San Daniele: Im venezianischen Voralpenland

 

Ähnlich geht es auch in San Daniele zu, dem Ort in Friaul-Julisch Venetien, in dem der zweite große italienische Rohschinken produziert wird. Zwar ist die Produktion hier viel kleiner und die klimatischen Bedingungen sind am Rande der Alpen im venezianischen Voralpenland völlig anders, das Grundprinzip ist aber dasselbe. Auch hier werden ausschließlich italienische Schweine, die sich ausschließlich von Getreide und Molke ernährt haben, herangezogen. Auch diese Keulen werden eingesalzen. Allerdings werden sie dann nicht so lange alleine gelassen: Bereits nach einer Woche wird das Salz wieder entfernt, der Schinken wird wiederholt abgewaschen, massiert, erneut eingesalzen und schließlich in seine charakteristische Form gepresst. Die offenen Stellen des Fleisches werden, wie beim Parmaschinken auch, mit Schmalz verschlossen. An seiner Form und am Huf, das am Ende des Beines belassen wird, erkennt man den Schinken später sofort.
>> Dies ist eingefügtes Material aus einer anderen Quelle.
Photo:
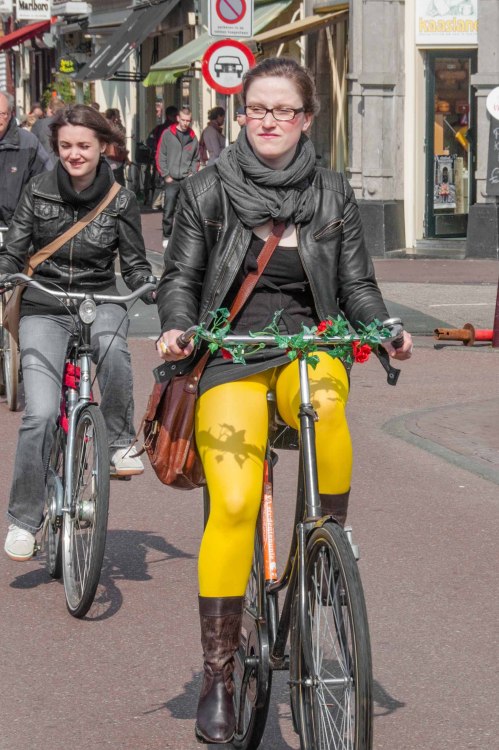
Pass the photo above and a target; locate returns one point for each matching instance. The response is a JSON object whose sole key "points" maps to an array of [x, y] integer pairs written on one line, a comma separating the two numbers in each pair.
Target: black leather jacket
{"points": [[85, 263], [209, 242]]}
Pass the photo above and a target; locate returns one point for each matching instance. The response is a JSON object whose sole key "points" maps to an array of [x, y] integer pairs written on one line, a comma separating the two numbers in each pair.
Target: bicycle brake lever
{"points": [[392, 373]]}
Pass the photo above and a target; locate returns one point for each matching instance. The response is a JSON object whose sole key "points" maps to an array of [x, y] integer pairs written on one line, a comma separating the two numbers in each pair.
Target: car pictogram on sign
{"points": [[228, 64]]}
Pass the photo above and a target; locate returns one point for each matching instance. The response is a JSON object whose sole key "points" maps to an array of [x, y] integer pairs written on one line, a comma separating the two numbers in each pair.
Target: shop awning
{"points": [[299, 28], [171, 67], [134, 29], [26, 32]]}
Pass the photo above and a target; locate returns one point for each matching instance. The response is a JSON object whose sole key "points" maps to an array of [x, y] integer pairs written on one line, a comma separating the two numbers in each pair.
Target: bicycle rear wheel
{"points": [[85, 528], [331, 690], [252, 673], [10, 366], [52, 524]]}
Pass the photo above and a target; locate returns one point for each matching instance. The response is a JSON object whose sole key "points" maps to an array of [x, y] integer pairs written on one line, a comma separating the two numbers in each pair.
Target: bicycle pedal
{"points": [[120, 477], [355, 547]]}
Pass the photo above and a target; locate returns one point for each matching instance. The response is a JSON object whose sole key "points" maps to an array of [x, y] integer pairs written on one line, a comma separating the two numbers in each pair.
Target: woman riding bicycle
{"points": [[51, 204], [320, 268]]}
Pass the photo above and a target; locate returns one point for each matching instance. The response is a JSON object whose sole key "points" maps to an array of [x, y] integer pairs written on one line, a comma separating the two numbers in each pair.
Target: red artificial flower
{"points": [[323, 325], [360, 353]]}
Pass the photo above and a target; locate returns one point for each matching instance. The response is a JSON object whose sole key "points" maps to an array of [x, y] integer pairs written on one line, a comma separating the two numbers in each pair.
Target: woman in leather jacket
{"points": [[50, 204], [320, 267]]}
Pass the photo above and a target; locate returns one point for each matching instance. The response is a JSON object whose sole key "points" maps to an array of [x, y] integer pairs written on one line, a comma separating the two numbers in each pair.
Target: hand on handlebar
{"points": [[168, 348], [402, 349], [3, 279]]}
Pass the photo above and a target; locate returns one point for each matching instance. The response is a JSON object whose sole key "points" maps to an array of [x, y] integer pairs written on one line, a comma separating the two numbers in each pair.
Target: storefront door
{"points": [[449, 143]]}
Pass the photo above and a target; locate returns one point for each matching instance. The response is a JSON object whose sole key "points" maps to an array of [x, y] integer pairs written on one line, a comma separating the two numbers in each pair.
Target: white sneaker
{"points": [[20, 544], [125, 463]]}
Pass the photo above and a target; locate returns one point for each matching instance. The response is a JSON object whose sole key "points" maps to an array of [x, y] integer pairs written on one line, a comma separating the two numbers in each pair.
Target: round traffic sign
{"points": [[231, 11], [224, 64]]}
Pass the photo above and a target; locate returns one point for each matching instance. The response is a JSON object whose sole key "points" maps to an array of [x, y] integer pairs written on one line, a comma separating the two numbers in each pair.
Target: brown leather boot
{"points": [[336, 506], [220, 627]]}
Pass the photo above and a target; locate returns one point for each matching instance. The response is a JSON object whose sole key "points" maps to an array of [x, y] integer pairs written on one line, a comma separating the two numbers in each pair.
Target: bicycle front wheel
{"points": [[252, 673], [331, 670], [85, 527]]}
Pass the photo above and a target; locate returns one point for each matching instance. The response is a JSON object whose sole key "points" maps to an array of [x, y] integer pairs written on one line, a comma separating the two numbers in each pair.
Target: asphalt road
{"points": [[127, 676]]}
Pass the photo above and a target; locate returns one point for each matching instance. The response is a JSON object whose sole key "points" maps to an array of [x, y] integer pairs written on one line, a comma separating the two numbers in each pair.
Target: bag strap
{"points": [[51, 248], [241, 298], [192, 380], [251, 279]]}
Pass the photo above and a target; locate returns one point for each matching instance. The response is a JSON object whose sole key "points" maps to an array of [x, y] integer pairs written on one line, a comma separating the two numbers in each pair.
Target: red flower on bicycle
{"points": [[323, 325], [360, 352]]}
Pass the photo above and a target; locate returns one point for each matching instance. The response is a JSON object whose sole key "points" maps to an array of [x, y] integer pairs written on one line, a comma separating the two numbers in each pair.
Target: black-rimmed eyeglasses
{"points": [[278, 113]]}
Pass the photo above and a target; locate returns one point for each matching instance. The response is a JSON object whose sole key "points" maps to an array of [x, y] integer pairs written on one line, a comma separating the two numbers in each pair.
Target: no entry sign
{"points": [[224, 64], [231, 18]]}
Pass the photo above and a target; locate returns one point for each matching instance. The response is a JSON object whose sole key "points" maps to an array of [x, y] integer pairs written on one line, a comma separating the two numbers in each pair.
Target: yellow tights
{"points": [[231, 434]]}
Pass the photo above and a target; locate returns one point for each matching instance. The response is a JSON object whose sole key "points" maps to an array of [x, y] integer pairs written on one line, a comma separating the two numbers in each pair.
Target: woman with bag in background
{"points": [[263, 188], [52, 204], [116, 153]]}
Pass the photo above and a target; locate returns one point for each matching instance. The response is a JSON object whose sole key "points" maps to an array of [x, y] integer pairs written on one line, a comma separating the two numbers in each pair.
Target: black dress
{"points": [[282, 286]]}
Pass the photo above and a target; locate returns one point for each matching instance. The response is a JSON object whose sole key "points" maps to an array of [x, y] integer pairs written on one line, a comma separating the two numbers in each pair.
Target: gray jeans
{"points": [[43, 341]]}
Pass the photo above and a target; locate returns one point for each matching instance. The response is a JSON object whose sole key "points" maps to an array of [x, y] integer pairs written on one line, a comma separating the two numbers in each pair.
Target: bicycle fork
{"points": [[77, 401]]}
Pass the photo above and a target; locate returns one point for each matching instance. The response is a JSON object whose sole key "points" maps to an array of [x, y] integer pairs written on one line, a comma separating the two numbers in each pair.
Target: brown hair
{"points": [[285, 67], [86, 117]]}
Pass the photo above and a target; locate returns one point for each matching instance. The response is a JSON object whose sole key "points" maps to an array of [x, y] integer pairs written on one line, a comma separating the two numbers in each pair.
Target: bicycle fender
{"points": [[392, 372]]}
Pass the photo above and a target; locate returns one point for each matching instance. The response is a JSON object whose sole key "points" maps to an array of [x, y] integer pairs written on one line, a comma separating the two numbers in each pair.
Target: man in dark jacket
{"points": [[177, 158], [41, 128], [21, 158]]}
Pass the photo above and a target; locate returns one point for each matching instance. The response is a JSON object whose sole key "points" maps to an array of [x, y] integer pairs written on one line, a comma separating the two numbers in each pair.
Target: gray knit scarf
{"points": [[259, 193]]}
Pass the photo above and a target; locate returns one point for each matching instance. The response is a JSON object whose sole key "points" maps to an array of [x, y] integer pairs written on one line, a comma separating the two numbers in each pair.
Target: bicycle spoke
{"points": [[85, 528], [333, 693]]}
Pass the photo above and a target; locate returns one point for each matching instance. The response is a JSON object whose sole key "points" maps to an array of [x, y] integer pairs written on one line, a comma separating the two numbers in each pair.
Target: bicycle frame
{"points": [[79, 398], [84, 398], [308, 514]]}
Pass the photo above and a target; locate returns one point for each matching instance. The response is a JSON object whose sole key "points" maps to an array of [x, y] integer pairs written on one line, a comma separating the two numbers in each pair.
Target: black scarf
{"points": [[259, 193], [90, 197]]}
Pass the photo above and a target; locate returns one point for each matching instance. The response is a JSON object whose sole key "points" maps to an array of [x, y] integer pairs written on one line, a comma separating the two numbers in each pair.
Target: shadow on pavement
{"points": [[384, 703], [127, 557]]}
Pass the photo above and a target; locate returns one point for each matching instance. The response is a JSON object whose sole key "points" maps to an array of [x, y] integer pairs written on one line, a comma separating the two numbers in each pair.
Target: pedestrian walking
{"points": [[52, 203], [212, 140], [21, 157], [116, 153], [320, 268], [178, 158]]}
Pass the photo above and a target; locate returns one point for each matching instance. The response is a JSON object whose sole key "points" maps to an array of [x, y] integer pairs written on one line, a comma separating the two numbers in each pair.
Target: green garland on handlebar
{"points": [[352, 347]]}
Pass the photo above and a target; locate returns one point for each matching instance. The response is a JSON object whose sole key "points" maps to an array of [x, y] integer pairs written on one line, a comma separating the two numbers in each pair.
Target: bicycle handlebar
{"points": [[22, 278], [396, 325]]}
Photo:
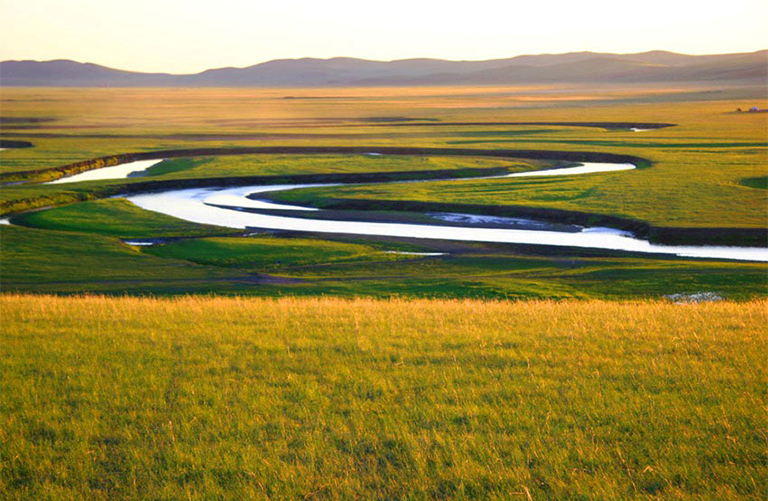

Auch in San Daniele reift der Schinken in belüfteten Räumen und auch hier dauert die gesamte Herstellung mindestens zwölf Monate.

Im Vergleich zum Parmaschinken schmeckt San Daniele Schinken süßer und milder. Außerdem wird deutlich weniger davon hergestellt. Die Parmaschinken-Produktion ist fast dreimal so groß.  Das heißt allerdings nicht, dass der Schinken aus der Emilia-Romagna qualitativ schlechter sein muss. Wie immer kommt es auf den Produzenten an. Ähnlich wie auch beim Parmigiano Reggiano, lassen kleinere Betriebe ihre Schinken weit länger als die vorgegebenen 12 Monate reifen. Ein hochwertiger, bis zu drei Jahren gereifter Parmaschinken entwickelt ein Vielfaches an Aroma. Man erkennt ihn häufig an der Bezeichnung Riserva. Beide Schinken sind von EU mit einem DOP Siegel geschützt und unterliegen einer genauen Definition ihrer Herstellung. Alle Schritte der Produktion müssen in einem fest definierten Gebiet stattfinden.

Der König der Schinken

Wer den wahrscheinlich feinsten und besten aller italienischen Schinken probieren möchte, bleibt am besten in der Emilia-Romagna: Culatello di Zibello wird nur in wenigen Dörfern entlang des Flusses Po produziert und gilt zu Recht als König der Rohschinken. Die ausschließlich im Freien und unter natürlichen Bedingungen lebenden Schweine der Rassen Nera Parmigiana und Mora Romagnola ernähren sich nur von dem, was sie in der freien Natur finden.

Culatello di ZibelloCulatello di Zibello reift im Keller der Antica Corte Pallavicina

Sie werden erst nach zwei Jahren geschlachtet, ihr Fleisch wird sodann mit Rotwein und Knoblauch eingerieben und in einer Schweineblase zum Trocknen im Keller aufgehängt. Dort, in den feuchten Gebieten am Rande des Flusses, siedeln sich Schimmelpilze auf der Oberfläche des Schinkens an, die durch ihre Enzyme für den charakteristischen Geschmack sorgen. Erst nach zwei Jahren kommt Culatello di Zibello DOP in den Handel. Er kostet ein Vielfaches des besten Parmaschinkens und ist mit dem Massenprodukt in Geschmack und Qualität nicht annähernd zu vergleichen. Wer an Culatello denkt, verbindet ihn vor allem mit einem Namen: Massimo Spigaroli und seiner Antica Corte Pallavicina. Spigaroli ist der König des Culatellos, er produziert die Spezialität für jedes Spitzenrestaurant und ein Gang durch die Reifekeller seines Landguts gleich dem Blättern in allen Michelin Guides dieser Welt. Nebenbei unterhält er zwei Restaurants, von denen eines mit einem Michelin Stern ausgezeichnet ist, und hält in seinem Gut ein paar Zimmer zur Übernachtung bereit. Ein Besuch mit angeschlossenem Essen ist ein Erlebnis, das man nicht mehr vergisst.